周りからは、とても運動部に所属する男の体格には見えないかもしれない。それが僕だ。

自分の体は、長いこと僕のコンプレックスになっている。そして今後もずっと自分につきまとう問題だ。しかしスポーツは、自分よりはるかに大きい相手とも同じ土俵で戦わなければならない。足元のボールを操り、体格差が大きなハンデにならなかったことも、僕がホッケーを始めた理由の一つだ。
もちろんそれで周りとの差が完全に埋まるわけではない。ハンデがあるなら、それを補え、さらにそれを追い越せる武器が必要だ。僕にとってそれが足だった。高校までサッカーをやっていた自分は、脚力には自信があった。スピードこそ特別速くはないが、長い時間走りきる持久力がある。それを生かしたい。
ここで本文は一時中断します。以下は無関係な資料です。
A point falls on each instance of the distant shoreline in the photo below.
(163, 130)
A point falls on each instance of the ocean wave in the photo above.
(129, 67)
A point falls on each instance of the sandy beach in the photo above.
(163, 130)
そう思って、初めの一年間は誰よりも走ることを目標にしてきた。

しかし、どこかで自分に甘えているところがあった。練習がきついときに足を止めたり、全力とはいえないプレーをやったりもした。そのたびに自分の中で言いがかりをつけて、状況を逃れようとした。だが、入部してほぼ一年過ぎた頃のトレーニングで、その甘さを知ることになった。僕が同期の中で一番走れない選手だということが露呈した。
脚力に自信があるなんてただの思い込みだった。それまでの自分の弱さからすれば当然だが、その時に初めて気づいた。もっと貪欲になり、全力にならなければいけないと。
それから自分を変えた。どれだけ辛くても、食らいついてやろうと。ひたすら走った。しかし、6月に肉離れをした。全力で走れない時期が1ヶ月続いた。何もできない自分に悔しく、虚しさを感じた。グランドの端から見た同期や先輩が、とても生き生きとしているようにみえた。
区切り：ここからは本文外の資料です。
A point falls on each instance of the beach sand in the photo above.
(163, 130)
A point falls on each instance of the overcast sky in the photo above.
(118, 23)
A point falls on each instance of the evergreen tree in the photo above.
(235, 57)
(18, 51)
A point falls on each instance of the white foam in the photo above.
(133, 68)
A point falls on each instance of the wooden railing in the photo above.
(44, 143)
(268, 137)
怪我から復帰した時、再び自分に誓った。もう一度、走れる選手を目指そう、と。僕は今フォワード、特にウィングをやっており、このポジションを僕自身も気に入っている。ただ、運動量が多く、今でもまだ出場時間すべて全力で走りきれていない。そのために練習から懸命に走り、脚力を鍛える。技術も磨きつつ、この足を小柄な自分の武器にする。

勇言実行。
フォワードで、70分全力で走りきり、足でチームの勝利に貢献する。
体格というハンデを覆せる武器を持ち、小さな自分がビッグなプレーをする。
自分に負けない強い意志を持ち、練習に、試合に、本気であり続ける。